Archives // 2016

The Worst Race Ever

Saturday 31st December 2016

Often a traumatic experience takes a long time to recover from and depending on the severity of the trauma this can be counted in days, weeks or even years. In my case it is 10 months.

Periodically I have a dream where I am competing in a race that I am well prepared for but when the gun goes I freeze, unable to move. My legs feel like they have concrete weights attached at the ankle and the track has turned to treacle. Incapable of running, I desparately flail around trying to find something to grab hold of as I fall to the floor, in the vain hope that I can pull myself forwards. My opponents laugh as they lap me, or even worse, give me a condescending pat on the back as they fly off into the distance. The torment is usually concluded, not by me finishing the imaginary race, but by my alarm clock sounding. I wake up, check that it was just a dream, and when I realise this, laugh it off and get out of bed.

But February 27th this year was, sadly for me, no dream. I entered the National Cross Country Championships as one final attempt to salvage what had been, by the standards I had set myself, a mediocre cross country season. I was in decent but not peak shape but thought that this would be at least sufficient for a finish somewhere in the 100-150 range. How wrong I was. Accompanied by Stephanie, who did not realise what she was letting herself in for, I made the short journey to Donnington Park, an uninspiring corner of the East Midlands better known for heavy metal and motor racing than for athletic excellence. The charcoal grey skies punctuated by low flying budget airliners on the descent to the nearby airport felt like a dark omen for the horror that was about to unfold over the next 49 minutes.

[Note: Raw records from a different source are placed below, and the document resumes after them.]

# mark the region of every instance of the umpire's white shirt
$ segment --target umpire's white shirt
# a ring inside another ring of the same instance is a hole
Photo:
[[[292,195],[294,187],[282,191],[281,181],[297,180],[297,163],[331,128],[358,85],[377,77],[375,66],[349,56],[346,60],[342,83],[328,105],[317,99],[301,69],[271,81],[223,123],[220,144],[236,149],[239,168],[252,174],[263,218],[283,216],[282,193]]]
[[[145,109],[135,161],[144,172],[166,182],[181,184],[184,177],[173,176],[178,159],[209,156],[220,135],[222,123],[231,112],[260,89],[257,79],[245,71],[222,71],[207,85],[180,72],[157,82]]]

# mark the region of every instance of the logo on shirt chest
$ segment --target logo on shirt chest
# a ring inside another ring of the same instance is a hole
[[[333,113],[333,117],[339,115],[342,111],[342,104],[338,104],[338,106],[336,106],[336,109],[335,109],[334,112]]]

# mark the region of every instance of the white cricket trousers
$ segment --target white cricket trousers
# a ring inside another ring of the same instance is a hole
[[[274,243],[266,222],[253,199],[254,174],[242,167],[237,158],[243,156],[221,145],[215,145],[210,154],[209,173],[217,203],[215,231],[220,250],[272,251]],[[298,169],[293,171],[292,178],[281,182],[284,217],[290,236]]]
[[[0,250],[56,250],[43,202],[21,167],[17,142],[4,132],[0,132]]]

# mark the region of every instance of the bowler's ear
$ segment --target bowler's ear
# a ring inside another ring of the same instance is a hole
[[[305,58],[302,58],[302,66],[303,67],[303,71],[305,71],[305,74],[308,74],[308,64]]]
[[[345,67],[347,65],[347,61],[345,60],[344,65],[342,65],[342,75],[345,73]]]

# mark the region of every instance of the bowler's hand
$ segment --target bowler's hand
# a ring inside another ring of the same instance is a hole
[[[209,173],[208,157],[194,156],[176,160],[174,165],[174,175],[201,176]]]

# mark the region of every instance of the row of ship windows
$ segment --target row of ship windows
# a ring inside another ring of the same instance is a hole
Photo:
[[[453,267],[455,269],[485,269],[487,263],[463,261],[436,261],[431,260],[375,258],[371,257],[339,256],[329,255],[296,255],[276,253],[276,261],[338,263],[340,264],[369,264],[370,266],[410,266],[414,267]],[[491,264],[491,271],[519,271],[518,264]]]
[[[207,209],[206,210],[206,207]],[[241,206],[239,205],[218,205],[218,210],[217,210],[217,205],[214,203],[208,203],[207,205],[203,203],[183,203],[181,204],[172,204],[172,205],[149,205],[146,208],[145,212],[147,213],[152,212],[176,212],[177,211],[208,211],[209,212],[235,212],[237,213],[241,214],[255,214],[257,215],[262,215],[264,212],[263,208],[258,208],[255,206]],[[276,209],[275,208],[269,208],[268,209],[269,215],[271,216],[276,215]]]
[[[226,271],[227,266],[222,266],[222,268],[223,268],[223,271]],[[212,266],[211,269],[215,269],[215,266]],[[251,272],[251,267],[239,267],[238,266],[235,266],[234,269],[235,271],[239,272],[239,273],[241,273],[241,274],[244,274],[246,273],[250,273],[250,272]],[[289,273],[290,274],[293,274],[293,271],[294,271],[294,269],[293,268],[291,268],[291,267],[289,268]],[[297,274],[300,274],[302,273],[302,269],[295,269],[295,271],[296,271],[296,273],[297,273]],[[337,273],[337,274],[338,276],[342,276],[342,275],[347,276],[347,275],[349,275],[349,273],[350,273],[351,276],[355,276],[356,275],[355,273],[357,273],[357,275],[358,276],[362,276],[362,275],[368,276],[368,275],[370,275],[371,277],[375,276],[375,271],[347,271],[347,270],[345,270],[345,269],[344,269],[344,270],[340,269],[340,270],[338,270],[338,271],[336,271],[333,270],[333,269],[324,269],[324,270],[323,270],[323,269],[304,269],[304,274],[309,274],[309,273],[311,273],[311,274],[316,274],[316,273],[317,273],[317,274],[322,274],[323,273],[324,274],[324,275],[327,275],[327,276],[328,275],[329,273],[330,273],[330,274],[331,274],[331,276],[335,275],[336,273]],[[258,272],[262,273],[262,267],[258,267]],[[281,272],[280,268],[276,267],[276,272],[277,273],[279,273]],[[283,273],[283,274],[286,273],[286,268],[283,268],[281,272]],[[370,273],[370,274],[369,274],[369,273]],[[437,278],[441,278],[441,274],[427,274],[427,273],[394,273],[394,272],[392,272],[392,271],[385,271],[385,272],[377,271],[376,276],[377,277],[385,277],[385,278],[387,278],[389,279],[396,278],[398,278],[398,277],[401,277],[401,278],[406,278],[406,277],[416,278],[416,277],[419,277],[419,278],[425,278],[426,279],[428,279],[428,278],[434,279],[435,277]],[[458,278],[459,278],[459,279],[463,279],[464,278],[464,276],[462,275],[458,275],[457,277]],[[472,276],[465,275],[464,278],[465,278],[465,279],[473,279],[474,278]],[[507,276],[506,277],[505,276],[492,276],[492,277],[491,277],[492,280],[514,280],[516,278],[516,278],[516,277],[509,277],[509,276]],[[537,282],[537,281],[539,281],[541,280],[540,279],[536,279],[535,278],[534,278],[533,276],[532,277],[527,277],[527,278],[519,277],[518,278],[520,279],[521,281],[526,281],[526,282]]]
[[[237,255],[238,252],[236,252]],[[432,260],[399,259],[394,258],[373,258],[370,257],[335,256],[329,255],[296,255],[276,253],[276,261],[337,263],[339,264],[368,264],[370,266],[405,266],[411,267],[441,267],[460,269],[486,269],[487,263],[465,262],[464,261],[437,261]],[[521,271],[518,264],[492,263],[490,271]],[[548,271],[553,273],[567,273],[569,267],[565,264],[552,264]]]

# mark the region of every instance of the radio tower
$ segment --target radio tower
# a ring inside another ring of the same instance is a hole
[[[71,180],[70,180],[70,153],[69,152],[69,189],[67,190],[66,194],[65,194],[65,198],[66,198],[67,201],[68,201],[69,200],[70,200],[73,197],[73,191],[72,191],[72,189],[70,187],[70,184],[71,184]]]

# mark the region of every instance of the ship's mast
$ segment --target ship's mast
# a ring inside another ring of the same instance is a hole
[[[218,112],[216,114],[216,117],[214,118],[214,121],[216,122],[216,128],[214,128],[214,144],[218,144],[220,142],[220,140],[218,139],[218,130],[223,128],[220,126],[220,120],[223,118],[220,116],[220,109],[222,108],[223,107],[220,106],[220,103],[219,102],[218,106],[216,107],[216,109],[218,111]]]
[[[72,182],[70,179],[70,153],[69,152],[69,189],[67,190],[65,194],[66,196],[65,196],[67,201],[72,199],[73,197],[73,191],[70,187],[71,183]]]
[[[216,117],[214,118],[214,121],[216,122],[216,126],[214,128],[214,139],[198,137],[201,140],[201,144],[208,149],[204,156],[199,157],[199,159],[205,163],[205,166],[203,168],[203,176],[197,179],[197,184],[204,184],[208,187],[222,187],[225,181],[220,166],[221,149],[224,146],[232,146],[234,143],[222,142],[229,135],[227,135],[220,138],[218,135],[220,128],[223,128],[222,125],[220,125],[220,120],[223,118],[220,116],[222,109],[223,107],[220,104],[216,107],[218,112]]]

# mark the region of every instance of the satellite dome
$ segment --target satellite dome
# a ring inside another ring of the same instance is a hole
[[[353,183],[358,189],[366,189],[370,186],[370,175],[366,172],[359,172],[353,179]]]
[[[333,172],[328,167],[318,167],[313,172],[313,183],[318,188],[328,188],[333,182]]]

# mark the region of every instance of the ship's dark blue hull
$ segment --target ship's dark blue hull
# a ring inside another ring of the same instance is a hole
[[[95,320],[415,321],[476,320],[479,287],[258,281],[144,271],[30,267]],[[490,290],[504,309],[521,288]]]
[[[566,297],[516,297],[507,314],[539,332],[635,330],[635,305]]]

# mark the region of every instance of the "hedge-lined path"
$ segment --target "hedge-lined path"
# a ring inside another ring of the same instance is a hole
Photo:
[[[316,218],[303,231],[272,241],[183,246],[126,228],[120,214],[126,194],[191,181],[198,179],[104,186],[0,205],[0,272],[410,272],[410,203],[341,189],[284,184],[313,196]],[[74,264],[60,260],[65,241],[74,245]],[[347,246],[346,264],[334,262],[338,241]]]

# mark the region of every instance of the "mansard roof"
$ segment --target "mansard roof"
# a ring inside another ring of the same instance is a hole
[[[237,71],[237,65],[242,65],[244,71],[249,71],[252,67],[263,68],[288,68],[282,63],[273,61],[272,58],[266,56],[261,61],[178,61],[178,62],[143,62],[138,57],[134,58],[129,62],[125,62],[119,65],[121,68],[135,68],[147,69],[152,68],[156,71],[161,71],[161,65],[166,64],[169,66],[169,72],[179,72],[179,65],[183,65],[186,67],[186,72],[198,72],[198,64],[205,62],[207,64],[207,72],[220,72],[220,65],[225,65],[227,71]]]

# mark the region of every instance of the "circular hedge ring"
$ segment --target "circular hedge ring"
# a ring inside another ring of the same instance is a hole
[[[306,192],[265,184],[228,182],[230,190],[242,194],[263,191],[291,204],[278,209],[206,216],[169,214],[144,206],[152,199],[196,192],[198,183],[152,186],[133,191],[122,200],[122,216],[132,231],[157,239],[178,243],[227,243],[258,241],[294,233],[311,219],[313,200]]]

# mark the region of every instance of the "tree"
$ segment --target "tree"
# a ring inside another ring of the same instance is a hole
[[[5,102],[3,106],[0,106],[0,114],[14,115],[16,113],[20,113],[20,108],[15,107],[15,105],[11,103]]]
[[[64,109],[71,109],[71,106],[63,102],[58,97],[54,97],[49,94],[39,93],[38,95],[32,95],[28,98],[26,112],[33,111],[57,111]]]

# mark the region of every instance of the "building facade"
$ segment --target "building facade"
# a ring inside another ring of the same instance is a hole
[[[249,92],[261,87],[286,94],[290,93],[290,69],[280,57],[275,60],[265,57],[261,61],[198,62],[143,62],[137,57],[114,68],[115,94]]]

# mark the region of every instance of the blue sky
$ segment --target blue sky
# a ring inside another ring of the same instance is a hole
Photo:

The details escape me so long after the fact, but the memories I do still have are similar to those of my recurring nightmare and appear in my mind in a hazy black and white; the mud seemed thicker for me than for everyone else, the hills steeper, the course longer. Every ascent heralded a loss of 10 places, every descent 5 more. Nothing was working. I was overtaken by people who I didn’t recognise from races and those I would normally be racing against were several minutes further up the course. At some point I saw a runner I knew step off the course, clearly having a similarly bad day. The voice in my head telling me to do the same was loud but silenced, perhaps misguidedly, by the fact that Stephanie had come to watch me race and would be disappointed if I were to record another DNF. At some point I entered the finishing straight. By this point all mental strength I did possess was gone and I didn’t even bother trying to muster a finishing sprint. I collapsed over a railing near the finish line and went home and sulked.

In fact, though it never got as bad for the rest of the year, 2016 was far from a vintage year for me from a running perspective. The summer and autumn were better but unspectacular, characterised mostly by performances in races that didn’t quite match up to how well I was training. Highlights included a steeplechase PB in August (finally under 10 minutes!) and a good position in a Birmingham League race at the end of the year, but others were few and far between. Whilst this all sounds very negative, I am actually as optimistic as ever about running. In every race I performed badly in there was a winner. In each of these races there was someone setting a personal best, someone beating a competitor they had never finished ahead of before, someone exceeding their expectations. There is always something good that can happen in a race; there is always a winner. On several occasions in the past that person has been me and it will be me again. And as long as the overall trend is upwards I’ll be working hard and sticking at it.